Chuckling to to herself she sneered, "I'll make him regret ever having pulled such a chauvinist stunt. That reporter will be given equal access to that locker room. She will not be deprived of her 'Weenie Rights'."

Snooperson stood on the sidewalk of Pennsylvania Avenue, erasing his tape recorder with his left hand and lighting a cigarette with his right.

"What in the hell am I going to bring back to the boss in New York", he moaned. "If I don't come up with something good, he's bound to give this beat to someone else. I can't let this opportunity slip away."

As he pondered over his plight, a limousine swerved recklessly around the corner of a side street. Swerving side to side to stabilize itself, the limousine barreled right into a homeless person walking in a crosswalk with the 'Walk' light on. The homeless person flipped through the air from the impact, landing in a moaning heap, five feet in front of the now braked car.

As the driver proceeded to step out of the limousine, Police Sergeant LeBribe walked over to the scene.
"Well, well senator Pilferson.
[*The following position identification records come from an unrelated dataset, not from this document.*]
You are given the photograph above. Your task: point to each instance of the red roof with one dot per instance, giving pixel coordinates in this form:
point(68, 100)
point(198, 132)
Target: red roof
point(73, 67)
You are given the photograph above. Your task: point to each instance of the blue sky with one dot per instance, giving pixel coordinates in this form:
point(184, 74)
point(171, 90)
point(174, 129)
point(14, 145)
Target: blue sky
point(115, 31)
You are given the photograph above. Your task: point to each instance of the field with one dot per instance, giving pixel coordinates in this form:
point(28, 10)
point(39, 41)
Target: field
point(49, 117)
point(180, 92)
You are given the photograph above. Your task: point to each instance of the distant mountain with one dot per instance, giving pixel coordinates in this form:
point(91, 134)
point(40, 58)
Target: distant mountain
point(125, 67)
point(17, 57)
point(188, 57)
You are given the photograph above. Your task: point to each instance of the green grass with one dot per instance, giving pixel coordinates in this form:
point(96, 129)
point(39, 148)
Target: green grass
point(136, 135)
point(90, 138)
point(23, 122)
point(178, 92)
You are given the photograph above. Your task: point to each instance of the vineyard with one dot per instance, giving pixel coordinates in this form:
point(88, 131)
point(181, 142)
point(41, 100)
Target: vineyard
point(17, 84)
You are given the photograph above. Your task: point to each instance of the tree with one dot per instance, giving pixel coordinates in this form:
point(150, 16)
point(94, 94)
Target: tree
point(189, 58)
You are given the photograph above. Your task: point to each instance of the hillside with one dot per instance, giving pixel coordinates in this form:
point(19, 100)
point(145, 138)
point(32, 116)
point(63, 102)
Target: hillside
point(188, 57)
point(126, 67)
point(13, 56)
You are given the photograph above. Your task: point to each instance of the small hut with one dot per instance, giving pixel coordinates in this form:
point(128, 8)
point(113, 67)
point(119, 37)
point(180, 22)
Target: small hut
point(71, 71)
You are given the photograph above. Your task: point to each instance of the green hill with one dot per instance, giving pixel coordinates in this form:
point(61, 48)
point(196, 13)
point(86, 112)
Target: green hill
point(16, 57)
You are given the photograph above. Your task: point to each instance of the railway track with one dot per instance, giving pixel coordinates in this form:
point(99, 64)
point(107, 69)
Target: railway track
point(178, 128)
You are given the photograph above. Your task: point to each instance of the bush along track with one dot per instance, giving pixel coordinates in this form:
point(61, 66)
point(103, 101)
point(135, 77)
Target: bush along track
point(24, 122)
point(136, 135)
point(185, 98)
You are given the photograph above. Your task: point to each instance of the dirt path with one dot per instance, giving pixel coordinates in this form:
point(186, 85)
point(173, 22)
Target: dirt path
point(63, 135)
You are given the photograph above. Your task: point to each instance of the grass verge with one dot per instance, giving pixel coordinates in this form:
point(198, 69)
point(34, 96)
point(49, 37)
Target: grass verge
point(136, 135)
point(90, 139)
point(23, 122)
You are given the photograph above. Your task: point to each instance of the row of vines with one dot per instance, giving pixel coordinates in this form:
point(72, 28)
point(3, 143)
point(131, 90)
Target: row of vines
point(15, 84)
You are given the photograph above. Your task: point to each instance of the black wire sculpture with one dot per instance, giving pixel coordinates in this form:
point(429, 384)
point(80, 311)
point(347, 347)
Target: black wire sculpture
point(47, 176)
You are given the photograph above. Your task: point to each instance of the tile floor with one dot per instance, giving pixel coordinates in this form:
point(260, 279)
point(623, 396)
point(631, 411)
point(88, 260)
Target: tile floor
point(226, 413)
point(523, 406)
It appears that your driver has clearly run right through a red light and hit an innocent bystander", exclaimed LeBribe.

LeBribe then pulled out his ticket book and began writing up a citation. Pilferson quickly pulled out a hundred dollar bill from his wallet and held it up to LeBribe.
As LeBribe began to pocket the bill he stated, "Well, now that I think about it. It appears that the light was green and this here homeless person was walking while the cross walk sign read 'Don't Walk'."
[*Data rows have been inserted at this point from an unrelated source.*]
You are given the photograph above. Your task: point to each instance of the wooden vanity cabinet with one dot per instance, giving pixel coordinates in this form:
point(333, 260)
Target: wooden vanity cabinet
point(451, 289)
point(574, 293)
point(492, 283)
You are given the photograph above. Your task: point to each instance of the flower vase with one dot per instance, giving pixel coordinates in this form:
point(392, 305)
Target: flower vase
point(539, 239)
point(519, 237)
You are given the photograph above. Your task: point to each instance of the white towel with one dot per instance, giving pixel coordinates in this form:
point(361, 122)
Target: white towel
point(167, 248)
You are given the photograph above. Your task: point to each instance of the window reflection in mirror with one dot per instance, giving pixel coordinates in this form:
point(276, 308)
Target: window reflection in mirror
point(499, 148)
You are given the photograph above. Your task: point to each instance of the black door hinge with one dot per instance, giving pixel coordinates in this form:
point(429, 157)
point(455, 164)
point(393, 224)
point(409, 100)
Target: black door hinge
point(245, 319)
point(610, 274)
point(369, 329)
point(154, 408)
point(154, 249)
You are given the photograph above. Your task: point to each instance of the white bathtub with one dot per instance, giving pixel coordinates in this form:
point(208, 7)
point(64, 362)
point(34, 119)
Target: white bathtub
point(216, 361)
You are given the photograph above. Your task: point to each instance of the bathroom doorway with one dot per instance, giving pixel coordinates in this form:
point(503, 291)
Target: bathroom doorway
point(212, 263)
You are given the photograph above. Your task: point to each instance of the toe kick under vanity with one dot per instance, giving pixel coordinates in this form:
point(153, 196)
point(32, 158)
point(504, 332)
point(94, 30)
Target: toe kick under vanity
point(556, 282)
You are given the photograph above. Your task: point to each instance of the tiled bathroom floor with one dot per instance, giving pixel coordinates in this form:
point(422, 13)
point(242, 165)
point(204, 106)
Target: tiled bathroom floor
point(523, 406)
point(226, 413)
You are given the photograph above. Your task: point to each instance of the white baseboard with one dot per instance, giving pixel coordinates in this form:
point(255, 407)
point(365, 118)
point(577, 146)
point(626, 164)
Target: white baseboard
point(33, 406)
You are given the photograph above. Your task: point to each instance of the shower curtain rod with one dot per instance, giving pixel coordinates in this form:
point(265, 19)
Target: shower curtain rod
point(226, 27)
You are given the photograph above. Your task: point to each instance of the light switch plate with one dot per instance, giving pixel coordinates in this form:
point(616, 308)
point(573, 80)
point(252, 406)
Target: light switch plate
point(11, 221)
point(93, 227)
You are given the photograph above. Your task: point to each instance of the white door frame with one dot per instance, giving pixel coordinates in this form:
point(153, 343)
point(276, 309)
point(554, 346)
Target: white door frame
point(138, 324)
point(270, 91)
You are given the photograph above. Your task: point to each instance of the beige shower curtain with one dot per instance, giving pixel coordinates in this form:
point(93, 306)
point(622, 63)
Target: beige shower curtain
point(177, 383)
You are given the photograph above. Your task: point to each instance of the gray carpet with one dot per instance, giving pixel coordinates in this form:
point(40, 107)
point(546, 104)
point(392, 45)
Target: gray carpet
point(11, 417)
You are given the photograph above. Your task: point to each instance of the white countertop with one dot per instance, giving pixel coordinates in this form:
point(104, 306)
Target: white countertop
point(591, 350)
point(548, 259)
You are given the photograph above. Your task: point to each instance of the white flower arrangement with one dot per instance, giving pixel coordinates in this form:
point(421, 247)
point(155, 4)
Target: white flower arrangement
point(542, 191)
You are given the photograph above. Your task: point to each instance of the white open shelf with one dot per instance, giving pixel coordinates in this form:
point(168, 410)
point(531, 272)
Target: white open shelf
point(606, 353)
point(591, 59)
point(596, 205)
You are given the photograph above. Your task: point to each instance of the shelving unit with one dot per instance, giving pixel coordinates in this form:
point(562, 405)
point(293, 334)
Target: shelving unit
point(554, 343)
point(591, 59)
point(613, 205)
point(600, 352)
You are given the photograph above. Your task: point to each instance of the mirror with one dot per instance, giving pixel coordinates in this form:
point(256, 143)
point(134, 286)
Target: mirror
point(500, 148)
Another hundred dollar bill was quickly withdrawn from Pilferson's wallet and transferred over to LeBribe.
"No, now actually what happened was your car was parked and this here person, ran right into it'."

Once again another hundred dollar bill changed hands and LeBribe elaborated further. "Drugged out! This drugged out homeless person blatantly ran into your parked car and hurt himself. This looks like an Assault and Battery charge on your behalf Senator Pilferson. Would you like to proceed with pressing charges?"

The commotion had caught Snooperson's attention, who was now at the scene next to LeBribe and Pilferson. As he hurriedly jotted down the facts of the drug addict's attack on Pilferson, a loud moaning voice came from the direction of the crumbled heap.

"I.. I.. I cannnnn't moooove", spit out the heap. "I need help bad. My legs are broken."

"Oh really", snarled LeBribe. "What makes you qualified to make such an assessment. What do you think you are? A doctor?"

"But I've just been hit by a car", moaned the heap.

"I would watch what I were saying if I were you", chastised LeBribe. "A credible man like Pilferson has stated otherwise. I don't think the court would find your testimony very credible. So just shut up and stay put."

As the officer continued to write up the citation, Snooperson was quickly conjuring up the title for his next day's story.

"Drug Addict Attacks Senator In Washington", Snooperson mused. "The boss will love this one, especially with all the concern over the war on drugs."

The story above is a satire or parody. It is entirely fictitious.